Measuring NHL Organizational Success, Top to Bottom

(Credit: Andy Nietupski/Texas Stars)

Over the summer, I started wondering about the relative value of making it to each round of the playoffs. What is the equivalence in development value of your AHL team making it to the playoffs versus the success value of your NHL team doing the same? What is a Kelly Cup worth to an organization? These equivalence questions rolled around in my head a bit until I decided to take a swing at doing something about it.

So before last season gets too far away from us, let's take a look at NHL Organizational Success rankings.

I took each of the organizations across NHL, AHL and ECHL and broke down how far they made it in the playoffs, if at all. NP is no playoffs and R# represents reaching each round. A team that made the playoffs and lost in the first round gets R1. I added R0 for the play-in AHL round. CH represents the champion of the league.

Then I had some decisions to make. How much is each of those rounds worth?

The most obvious was not making the playoffs. No points for you.
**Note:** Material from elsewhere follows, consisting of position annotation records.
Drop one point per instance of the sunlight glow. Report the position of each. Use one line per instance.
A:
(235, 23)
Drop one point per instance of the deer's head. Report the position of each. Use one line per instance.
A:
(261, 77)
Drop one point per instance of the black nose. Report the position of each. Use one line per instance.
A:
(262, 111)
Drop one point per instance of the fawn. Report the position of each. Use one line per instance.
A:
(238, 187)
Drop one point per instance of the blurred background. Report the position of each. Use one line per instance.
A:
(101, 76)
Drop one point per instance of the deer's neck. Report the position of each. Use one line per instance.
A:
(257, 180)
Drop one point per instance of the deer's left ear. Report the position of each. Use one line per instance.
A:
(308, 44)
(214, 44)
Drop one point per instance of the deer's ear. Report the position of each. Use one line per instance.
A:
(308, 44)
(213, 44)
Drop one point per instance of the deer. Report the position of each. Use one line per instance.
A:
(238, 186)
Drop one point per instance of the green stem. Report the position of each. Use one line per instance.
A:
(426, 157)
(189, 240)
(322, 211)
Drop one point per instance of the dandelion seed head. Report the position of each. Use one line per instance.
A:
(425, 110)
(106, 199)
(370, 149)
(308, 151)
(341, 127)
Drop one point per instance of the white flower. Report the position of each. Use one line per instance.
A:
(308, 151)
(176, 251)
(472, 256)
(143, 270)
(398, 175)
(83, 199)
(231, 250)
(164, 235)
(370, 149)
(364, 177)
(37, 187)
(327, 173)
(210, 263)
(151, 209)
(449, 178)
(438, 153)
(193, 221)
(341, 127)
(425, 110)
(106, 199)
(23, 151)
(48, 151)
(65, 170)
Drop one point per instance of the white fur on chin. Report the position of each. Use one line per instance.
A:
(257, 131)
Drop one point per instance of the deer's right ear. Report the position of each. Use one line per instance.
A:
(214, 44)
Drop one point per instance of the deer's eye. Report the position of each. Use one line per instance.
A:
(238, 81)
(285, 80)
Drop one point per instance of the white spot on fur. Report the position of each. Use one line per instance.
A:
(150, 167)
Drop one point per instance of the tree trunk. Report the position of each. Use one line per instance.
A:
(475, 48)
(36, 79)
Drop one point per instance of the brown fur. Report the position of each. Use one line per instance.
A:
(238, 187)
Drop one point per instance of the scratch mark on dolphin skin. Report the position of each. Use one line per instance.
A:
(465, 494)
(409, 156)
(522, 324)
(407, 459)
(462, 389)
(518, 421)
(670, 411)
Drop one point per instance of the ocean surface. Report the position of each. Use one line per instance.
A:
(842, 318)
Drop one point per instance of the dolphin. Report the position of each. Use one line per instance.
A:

Straight to jail.

I decided on doubling points for each round starting with 1 for R0 and ending with 16 for Round 4. If you won the championship in the end, you got 20 points. Doubling this value for winning it all put the overall rankings too far out of whack. Washington, who missed the NHL playoffs, would have been the #2 team in the rankings via winning the Calder Cup. That ain't right.

Francis Wathier hoists the
Kelly Cup (Credit: Steelheads)
Next I had to settle on a league adjustment factor. If you make the NHL playoffs, that's worth way more to your org than if you make it to the Finals in the ECHL. The question was how to break things down so that the leagues were represented fairly in proportion to their impact. 

I settled on a 16x multiplier for the NHL, a 4x multiplier for the AHL and a 1x multiplier for the ECHL. This means that the numbers would be heavily slanted towards the NHL success but still leave room for an exceptional AHL season to move a team up. I'm not sure I completely 100% agree with where these numbers put Washington as a result, for example, but it's better than the first draft, trust me.

You can see all of the values for each round and the multipliers in the VLOOK tab of the spreadsheet.

And so, with all the numbers in place, the top 5 most successful organizations last season were:

1. Vegas

The Stanley Cup is sort of like the golden snitch here. If you win the Stanley Cup, you win the rankings. Period. Despite the fact that Henderson and Savannah didn't make the playoffs, the Golden Knights are still #1.

2. Florida

This makes sense, right? Stanley Cup runner-up and they are second. Sure. But also the organization won the Kelly Cup and made it into the first round of the AHL playoffs via Charlotte.

3. Dallas

The Stars had to be high up here. I knew that as I built it. Dallas made it to the Conference Finals, Texas to the Division Finals and Idaho was ECHL #2 behind Florida. Overall, the Stars have to feel pretty strong about where they are at and the rankings match the vibes.

Christopher Gibson stops a puck in Coachella Valley's March 21st 2023 game at Texas
(Credit: Andy Nietupski/Texas Stars)

4. Seattle
5. Carolina

This is where the AHL success really starts to matter. Despite the fact that Seattle only made it to Round 2, their AHL club went to the Finals. Carolina made it to the Conference Finals but their AHL team didn't even make the playoffs. That evens out their organizational success scores here. The fact that their ECHL team made the playoffs is actually the ironic tie-breaker. Ironic perhaps because the ECHL team is such a small factor on the overall score but also because that's all Carolina has this season with no AHL affiliate.

Other notables

Game 2 of the 2010 Calder Cup Finals against Hershey
(Credit: JustSports Photography)

7. Washington

Even though they missed the playoffs, a Calder Cup win for Hershey vaults them up the list. Would they trade a Calder Cup to have made the first round of the NHL playoffs? Well, that's a whole question in and of itself that Sean Shapiro and I discussed in our book: We Win Here.

29. Anaheim
30. Columbus
31. Pittsburgh
32. San Jose

It was a rough year in all four of these cities at every level as no one made the playoffs top to bottom in the entire organization. Things weren't all that much brighter in Arizona, Montreal, or St Louis where only the AHL team made the play-in round or in Ottawa where Allen was the only playoff participant.